Kerry, incontri serrati con Netanyahu e Abu Mazen

TEL AVIV  – Il segretario di stato Usa John Kerry sta compiendo in questi giorni una vera ‘maratona’ diplomatica nell’intento di rilanciare negoziati di pace israelo-palestinesi. Infatti ha trascorso, in due riprese, sette ore a Gerusalemme con il premier Benyamin Netanyahu (in buona parte a quattr’occhi) e altre tre ore, ad Amman, con il presidente palestinese Abu Mazen. Poi, a Gerusalemme, ha aggiornato il Capo dello stato Shimon Peres e oggi, in un nuovo tour de force, sarà prima ad Amman – di nuovo a tu per tu con Abu Mazen – e poi, in serata, a Gerusalemme, per un terzo incontro con Netanyahu.

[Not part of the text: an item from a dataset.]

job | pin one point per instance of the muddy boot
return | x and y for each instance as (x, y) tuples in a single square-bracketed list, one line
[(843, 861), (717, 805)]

Sull’esito della missione non si hanno informazioni concrete. La stampa locale avanza l’ipotesi che Kerry stia lavorando ad un incontro israelo-palestinese da tenersi ad Amman la settimana prossima, possibilmente con la partecipazione dei negoziatori delle due parti. A quanto pare lo stesso Kerry sarà più esplicito oggi, in una conferenza stampa. Peres, da parte sua, lo ha incoraggiato a non desistere nei propri sforzi.

– Israele – ha detto – apprezza molto il Suo tentativo di rilanciare trattative. L’intero Paese La segue.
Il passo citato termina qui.